A: No. That school would be creating a barrier to the enrollment and retention of the child in school, which violates the McKinney-Vento Act. 42 U.S.C. §§11432(g)(3)(C) and (D), (g)(1)(I), (g)(7).
Q. How can a school determine what classes or services to provide a student if there are no school records?
A: The enrolling school must immediately admit the student and must contact the previous school for records. 42 U.S.C. §§11432(g)(3)(C), (D). If the records cannot be transmitted immediately, the enrolling school can speak with staff from the previous school to get basic information about the student. Former teachers, counselors, and administrators should be able to provide this information. The enrolling school can also get information regarding class schedules from parents and youth. The school can also establish procedures for conducting a quick assessment of the student's skills. Even if records are delayed, the student must be enrolled in school and provided the most appropriate services possible immediately. Upon receipt of previous school records, the school can make any necessary adjustments to the student's classes and services.
Q. How does the McKinney-Vento Act define "unaccompanied youth"? Is there an age range?

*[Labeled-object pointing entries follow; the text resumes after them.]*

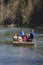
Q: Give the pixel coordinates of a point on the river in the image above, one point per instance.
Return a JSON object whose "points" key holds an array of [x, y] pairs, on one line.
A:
{"points": [[11, 55]]}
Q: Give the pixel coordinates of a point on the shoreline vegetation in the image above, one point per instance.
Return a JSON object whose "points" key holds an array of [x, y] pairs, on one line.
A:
{"points": [[21, 13]]}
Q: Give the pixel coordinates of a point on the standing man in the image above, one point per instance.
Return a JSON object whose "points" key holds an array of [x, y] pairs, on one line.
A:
{"points": [[31, 34], [21, 33]]}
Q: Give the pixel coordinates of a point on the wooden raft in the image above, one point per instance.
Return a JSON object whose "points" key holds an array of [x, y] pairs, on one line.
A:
{"points": [[16, 43]]}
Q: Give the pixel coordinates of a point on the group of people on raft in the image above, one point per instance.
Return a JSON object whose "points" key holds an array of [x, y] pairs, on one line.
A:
{"points": [[22, 37]]}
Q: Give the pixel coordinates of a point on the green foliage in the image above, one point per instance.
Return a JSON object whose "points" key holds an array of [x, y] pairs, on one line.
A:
{"points": [[23, 3]]}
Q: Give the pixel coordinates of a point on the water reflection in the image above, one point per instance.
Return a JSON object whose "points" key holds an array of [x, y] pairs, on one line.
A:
{"points": [[11, 55]]}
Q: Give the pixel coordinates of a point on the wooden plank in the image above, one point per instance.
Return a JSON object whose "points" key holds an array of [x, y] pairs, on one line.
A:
{"points": [[15, 43]]}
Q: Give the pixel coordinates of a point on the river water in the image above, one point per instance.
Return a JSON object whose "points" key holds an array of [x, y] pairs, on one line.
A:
{"points": [[11, 55]]}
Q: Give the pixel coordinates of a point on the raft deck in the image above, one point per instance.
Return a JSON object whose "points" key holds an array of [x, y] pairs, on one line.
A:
{"points": [[23, 43]]}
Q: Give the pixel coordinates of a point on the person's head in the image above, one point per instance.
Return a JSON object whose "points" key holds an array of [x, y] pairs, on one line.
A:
{"points": [[21, 30], [32, 30], [15, 34]]}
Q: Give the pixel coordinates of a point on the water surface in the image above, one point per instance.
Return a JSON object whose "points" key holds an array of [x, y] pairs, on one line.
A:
{"points": [[11, 55]]}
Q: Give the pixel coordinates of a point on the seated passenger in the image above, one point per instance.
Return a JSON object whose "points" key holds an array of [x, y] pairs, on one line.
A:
{"points": [[24, 37], [19, 38], [15, 37], [21, 33]]}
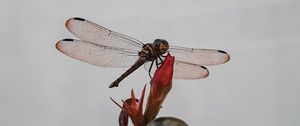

A: Unaccompanied youth is defined as a youth not in the physical custody of a parent or guardian. 42 U.S.C. §11434A(6). The Act does not provide an age range.
Q. Must schools enroll youth in school without proof of guardianship?
A: Yes. Lack of guardianship papers cannot delay or prevent the enrollment of an unaccompanied youth. 42 U.S.C. §§11432(g)(3)(C), (g)(1)(H)(iv), (g)(1)(F)(ii). The McKinney-Vento Act requires states and school districts to eliminate barriers to enrollment and retention and to enroll unaccompanied youth in school immediately. 42 U.S.C. §§11432(g)(1)(I), (g)(7).
Q. Can a school require a caregiver to get legal guardianship to enroll a student in school?
A: No. The McKinney-Vento Act requires states to address the problem of guardianship issues in school enrollment and requires school districts to enroll youth in school immediately, even if they lack typically required enrollment documents. 42 U.S.C. §§11432(g)(3)(C), (g)(1)(H)(iv), (g)(1)(F)(ii). The decision to seek legal guardianship is a serious decision that significantly affects the legal rights of the parent and caregiver well beyond the school arena. While that step will be appropriate in some cases, it will not be in others.
Q. Do schools have to contact the police when enrolling unaccompanied youth?
A: The McKinney-Vento Act requires schools to enroll unaccompanied youth in school immediately. 42 U.S.C. §11432(g)(3)(C). Since the Act requires school districts and states to eliminate barriers to enrollment and retention in school, schools should exercise care and concern when contacting social services or law enforcement agencies. 42 U.S.C. §§11432(g)(1)(I), (g)(7). Liaisons should work with police and social services to keep the youth in school and to serve the student's best interest, recognizing that most unaccompanied youth have fled abuse or severe dysfunction in their homes. In many cases, unaccompanied youth will be in the care of an adult, and there will be no reason to suspect neglect or abuse. It is likely that state mandatory reporting laws would not require contacting police in such cases. However, if school personnel have a reasonable suspicion of child abuse, state law may require staff to contact local social services or police. If this is the case, a liaison or school counselor should work with the youth to support him or her and avoid casting the school as an agent of punishment. Where state law provides a choice, as most do, schools should contact social services rather than the police.
Q. Can students who are homeless receive free school meals without documenting income?
A: Yes. The U.S. Department of Agriculture's Child Nutrition Division issued a policy in 2002 (later enacted into law by the Child Nutrition and WIC Reauthorization Act of 2004) that makes any child, identified as homeless, automatically eligible for free school meals. They do not have to complete an application. Free school meals should commence immediately.